West Point Fire Department gets grant for pet oxygen masks

WEST POINT — Pets caught inside of a structure on fire in West Point can breathe a little easier now that the West Point Fire Department is the owner of three pet oxygen masks donated by Invisible Fence.

West Point Fire Chief Mitt Smith said when the fire department was made aware of the grant opportunity through Invisible Fence, he knew they needed to jump at it.

“When we go out to these emergency calls where humans have possibly suffered smoke inhalation, the animals can suffer from smoke inhalation as well,” Smith said.“We have oxygen masks we can give to a human and now we have the tools so where we can help with a pet as well.”

The masks are for dogs and cats, and separate masks are available for small, medium and large pets.
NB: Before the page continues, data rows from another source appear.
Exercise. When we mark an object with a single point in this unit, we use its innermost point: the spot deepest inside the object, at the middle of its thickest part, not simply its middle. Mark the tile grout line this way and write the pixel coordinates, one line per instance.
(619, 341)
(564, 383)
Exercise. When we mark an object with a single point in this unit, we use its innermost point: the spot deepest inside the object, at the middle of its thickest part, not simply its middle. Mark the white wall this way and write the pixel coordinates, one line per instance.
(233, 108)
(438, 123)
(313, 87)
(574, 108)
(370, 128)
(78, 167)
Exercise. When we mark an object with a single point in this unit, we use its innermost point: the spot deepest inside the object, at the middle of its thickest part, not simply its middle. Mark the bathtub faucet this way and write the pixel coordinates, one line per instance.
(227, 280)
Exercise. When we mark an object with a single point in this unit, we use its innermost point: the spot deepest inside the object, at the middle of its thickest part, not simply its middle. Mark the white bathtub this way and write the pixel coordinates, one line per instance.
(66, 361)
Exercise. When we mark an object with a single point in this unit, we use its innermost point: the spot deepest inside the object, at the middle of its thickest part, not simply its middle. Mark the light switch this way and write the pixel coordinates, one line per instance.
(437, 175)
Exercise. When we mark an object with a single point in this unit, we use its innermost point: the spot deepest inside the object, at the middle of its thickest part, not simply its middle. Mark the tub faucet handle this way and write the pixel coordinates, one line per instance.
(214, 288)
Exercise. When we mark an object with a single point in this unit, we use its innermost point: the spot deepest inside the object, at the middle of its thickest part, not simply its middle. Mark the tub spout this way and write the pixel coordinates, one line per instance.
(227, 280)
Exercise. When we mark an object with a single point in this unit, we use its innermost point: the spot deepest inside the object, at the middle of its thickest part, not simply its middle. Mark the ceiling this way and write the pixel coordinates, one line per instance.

According to a news release from Invisible Fence, it is estimated that more than 40,000 pets die in fires each year, most succumbing to smoke inhalation. The news release says that in most cases, the first responders lack the equipment needed to resuscitate and save the animals.

“The Project Breathe Program is simple,” Ed Hoyt, director of Invisible Fence said in a news release. “We want to ensure that every fire department and rescue unit across the U.S. and Canada are equipped with life-saving pet oxygen masks.”

Since the Project Breathe program launched in 2006, more than 25,000 masks have been donated to first responders, according to the company’s news release.

Smith said he doesn’t recall an opportunity in the recent past where the fire department would have needed the masks, but he said it’s better to be proactive than reactive.

“It is a resource that we need to prepare ourselves with the right equipment to do the right thing when called upon,” he said.

The masks are designed to cup specifically around the pet’s nose and mouth, ensuring that no oxygen is wasted. The human masks, which are intended to cover a human’s nose and mouth, would cause too much oxygen to escape if it was used on an animal.

Smith said having the masks on-hand will further the fire department’s mission of helping anyone touched by an incident.

“For a lot of people, their immediate family is their pets, and they love them just like their children or grandchild, so we are going to try to oblige them and help them as well,” he said.